Kitchen Garden Guides

Tuesday, April 12, 2011

Seeds, glorious seeds; what more could you ask for....

... so the song from "Oliver" goes... well, it would've if I'd had a say!

I must have written this same kind of post a dozen times, with reference to that song! To me, seeds are the elixir of life. I am never happier than when messing about with seeds.



Here are some of the tomato seeds I have collected this year and it is interesting to see how different the colours of the fresh seeds are. It has been a shockingly cold summer for tomatoes here and these tomatoes have all behaved differently...



The Jaune Flambe ripened first by far but were not all that flavoursome (although people tell me they usually are). Next came the Rouge de Marmande which outperformed all the others by miles.... or by kilograms. Every Rouge de Marmande bush was laden to breaking point with hands of big, luscious tomatoes that have ripened  quite well late in the season, giving me at least a few bottles of passata for winter and plenty of fried tomatoes to have with my mushrooms for breakfast. Those which were here in my hothouse when I moved in a year ago I named Kate's Medium Prolific. They have ripened sporadically but I have never seen so many medium sized tomatoes on a plant before. Last year they continued ripening right into winter in the hothouse but this year I planted them outside as well. Hillbilly  is popular here but failed to impress me this year, there being few fruit and lacking flavour. Green Zebra I found to be less than ordinary, having a squishy texture and very watery.


I love vegetables that form beautiful seed heads like this carrot. Who would expect one carrot to shoot a spike up to 3m into the air and top it firstly with a mass of fine, white flowers and finally settling to this cap of soft, faun seeds? Nature is incredible.
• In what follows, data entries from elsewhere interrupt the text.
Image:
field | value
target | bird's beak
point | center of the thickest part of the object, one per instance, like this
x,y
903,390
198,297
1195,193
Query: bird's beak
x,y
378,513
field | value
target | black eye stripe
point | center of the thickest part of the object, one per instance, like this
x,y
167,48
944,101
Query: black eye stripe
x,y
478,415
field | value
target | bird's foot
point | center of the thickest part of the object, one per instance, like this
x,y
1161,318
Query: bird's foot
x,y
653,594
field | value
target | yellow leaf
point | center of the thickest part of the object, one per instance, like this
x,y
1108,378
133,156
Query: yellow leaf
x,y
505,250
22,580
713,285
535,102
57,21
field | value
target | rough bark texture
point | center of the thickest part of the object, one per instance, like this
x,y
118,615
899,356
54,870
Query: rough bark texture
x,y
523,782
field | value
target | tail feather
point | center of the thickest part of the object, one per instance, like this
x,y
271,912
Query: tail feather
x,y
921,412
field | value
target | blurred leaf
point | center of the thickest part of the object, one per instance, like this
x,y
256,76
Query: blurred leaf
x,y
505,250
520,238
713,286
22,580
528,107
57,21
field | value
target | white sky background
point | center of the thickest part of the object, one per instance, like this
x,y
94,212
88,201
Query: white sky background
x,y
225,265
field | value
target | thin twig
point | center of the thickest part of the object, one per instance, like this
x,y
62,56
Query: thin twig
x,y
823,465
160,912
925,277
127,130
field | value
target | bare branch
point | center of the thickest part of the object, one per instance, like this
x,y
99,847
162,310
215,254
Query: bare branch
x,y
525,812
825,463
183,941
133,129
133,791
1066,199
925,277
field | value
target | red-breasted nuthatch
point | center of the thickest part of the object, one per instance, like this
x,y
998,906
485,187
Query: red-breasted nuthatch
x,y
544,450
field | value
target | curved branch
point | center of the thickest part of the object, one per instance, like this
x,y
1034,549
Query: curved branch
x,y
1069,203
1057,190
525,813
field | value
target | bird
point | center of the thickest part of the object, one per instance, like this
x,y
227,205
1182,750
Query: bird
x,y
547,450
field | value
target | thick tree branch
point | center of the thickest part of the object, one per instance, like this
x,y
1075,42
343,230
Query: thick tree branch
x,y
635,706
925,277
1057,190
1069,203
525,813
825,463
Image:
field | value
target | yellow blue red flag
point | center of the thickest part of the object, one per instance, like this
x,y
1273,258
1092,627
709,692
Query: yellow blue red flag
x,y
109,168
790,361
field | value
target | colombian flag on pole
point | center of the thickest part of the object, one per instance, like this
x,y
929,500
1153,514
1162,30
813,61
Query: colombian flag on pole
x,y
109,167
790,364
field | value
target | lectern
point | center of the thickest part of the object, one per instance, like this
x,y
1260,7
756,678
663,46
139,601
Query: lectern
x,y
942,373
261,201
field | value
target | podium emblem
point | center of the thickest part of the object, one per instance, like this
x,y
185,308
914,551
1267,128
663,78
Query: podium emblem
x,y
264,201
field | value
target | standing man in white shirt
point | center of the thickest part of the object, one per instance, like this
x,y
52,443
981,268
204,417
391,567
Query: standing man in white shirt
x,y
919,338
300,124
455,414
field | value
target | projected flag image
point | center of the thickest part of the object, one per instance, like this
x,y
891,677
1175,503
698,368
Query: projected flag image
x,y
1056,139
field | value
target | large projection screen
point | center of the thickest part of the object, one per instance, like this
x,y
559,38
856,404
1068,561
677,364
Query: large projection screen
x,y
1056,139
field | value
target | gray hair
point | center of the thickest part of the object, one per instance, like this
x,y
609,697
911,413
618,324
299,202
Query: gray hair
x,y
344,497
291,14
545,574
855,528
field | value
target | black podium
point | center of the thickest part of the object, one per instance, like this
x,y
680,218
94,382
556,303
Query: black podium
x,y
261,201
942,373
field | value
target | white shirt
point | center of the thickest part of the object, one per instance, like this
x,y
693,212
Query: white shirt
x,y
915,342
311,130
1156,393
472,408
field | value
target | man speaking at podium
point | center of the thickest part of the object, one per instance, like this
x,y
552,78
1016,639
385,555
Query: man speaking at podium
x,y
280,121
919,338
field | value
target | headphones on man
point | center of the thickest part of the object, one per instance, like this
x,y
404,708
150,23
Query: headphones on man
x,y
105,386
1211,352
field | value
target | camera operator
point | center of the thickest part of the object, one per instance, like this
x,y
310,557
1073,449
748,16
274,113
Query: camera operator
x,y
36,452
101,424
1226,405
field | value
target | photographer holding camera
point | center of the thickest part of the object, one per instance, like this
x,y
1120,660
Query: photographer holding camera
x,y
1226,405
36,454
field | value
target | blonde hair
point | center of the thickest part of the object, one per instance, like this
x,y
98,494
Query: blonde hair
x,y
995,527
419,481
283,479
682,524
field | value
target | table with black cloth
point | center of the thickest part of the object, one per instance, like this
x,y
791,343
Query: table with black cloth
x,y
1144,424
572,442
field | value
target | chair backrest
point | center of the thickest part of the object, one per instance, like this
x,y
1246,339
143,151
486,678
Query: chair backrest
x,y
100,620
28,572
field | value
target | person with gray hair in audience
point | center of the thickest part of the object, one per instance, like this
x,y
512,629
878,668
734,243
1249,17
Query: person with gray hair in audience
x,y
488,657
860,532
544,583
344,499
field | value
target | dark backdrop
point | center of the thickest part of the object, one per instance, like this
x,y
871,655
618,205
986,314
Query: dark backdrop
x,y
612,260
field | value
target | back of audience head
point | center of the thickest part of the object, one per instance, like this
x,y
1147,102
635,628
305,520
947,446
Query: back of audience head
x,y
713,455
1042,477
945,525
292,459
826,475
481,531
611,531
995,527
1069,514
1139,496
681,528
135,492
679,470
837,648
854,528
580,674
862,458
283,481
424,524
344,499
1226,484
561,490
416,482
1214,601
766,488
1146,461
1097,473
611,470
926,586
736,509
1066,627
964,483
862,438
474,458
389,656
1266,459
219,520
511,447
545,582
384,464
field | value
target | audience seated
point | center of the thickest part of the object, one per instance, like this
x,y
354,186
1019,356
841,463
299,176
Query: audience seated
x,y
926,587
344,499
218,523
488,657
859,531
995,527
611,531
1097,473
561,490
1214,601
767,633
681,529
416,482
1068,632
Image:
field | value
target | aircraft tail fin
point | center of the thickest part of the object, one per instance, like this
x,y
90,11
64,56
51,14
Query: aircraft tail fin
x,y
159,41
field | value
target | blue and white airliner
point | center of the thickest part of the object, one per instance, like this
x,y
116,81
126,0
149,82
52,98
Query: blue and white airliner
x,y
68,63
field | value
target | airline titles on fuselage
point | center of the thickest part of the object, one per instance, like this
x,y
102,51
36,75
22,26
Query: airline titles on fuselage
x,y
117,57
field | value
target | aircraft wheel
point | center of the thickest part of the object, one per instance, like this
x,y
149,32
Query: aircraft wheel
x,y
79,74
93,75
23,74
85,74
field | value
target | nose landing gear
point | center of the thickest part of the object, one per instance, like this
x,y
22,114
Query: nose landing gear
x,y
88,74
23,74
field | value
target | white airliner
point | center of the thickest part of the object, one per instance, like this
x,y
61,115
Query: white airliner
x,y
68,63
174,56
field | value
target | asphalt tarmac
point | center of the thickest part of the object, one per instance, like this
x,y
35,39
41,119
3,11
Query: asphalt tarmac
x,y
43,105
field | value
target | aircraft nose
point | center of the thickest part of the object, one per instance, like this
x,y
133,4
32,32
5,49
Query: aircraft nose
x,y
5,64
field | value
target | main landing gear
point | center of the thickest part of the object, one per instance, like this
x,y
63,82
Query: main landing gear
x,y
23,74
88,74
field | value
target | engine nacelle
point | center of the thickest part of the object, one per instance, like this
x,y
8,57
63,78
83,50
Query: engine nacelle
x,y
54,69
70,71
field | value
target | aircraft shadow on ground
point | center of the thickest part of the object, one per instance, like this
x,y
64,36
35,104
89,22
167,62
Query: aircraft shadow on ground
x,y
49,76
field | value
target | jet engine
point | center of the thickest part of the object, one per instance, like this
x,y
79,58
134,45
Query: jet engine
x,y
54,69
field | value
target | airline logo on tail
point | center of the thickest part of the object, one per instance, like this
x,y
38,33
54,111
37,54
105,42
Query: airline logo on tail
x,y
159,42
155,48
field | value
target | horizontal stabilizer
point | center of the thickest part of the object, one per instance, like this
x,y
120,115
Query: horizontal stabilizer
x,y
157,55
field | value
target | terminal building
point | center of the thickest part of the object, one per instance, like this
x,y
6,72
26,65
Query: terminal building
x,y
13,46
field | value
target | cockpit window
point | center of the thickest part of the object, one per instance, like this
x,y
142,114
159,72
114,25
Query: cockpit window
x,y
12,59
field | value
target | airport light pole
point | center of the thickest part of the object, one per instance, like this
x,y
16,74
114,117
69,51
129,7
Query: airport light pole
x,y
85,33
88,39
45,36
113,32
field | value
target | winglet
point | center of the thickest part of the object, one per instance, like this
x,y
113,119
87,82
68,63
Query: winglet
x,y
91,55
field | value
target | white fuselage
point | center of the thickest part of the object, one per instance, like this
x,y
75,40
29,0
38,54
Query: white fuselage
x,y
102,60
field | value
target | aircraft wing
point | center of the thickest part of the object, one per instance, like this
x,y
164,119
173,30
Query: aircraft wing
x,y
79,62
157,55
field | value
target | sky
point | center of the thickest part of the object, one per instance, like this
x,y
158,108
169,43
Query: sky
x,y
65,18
This is the first time I have seen garlic bulbils "in the flesh". The garlic we usually grew in Adelaide did not do do this....well, mine never did! So, as well as a good, strong heads of garlic, I have ended up with  solid balls of baby garlics, wrapped in brown paper, each on a nice little stick.



I will be planting them out into foam boxes this week. This is a cheap but time consuming way of increasing your planting stock for future years.


Patrick said...

Those are pretty small bulbils, maybe from a porcelain type garlic? Anyway, they will take several years of replanting to get full sized bulbs. Purple stripe type garlic has larger bulbils, and from this you can sometimes get good sized bulbs in 2 years.

You might find these bulbils make good fresh or 'spring' garlic, that is garlic harvested fresh when it's still immature.

Kate said...

I don't know the variety it came from Patrick but they grew in the Cygnet community garden and the heads were full of big, meaty, nice strong purple garlic cloves. I will certainly try some of them fresh, as you suggest and grow some of them on for future years.

Tanya Wade said...

Hi am your newest follower and am so looking forward to reading your blogs....I am in Tasmania and i agree we did not have a good summer for tomatoes.....
My blog is

Kate said...

Hi Tanya, welcome to my blog. I look forward to reading yours too.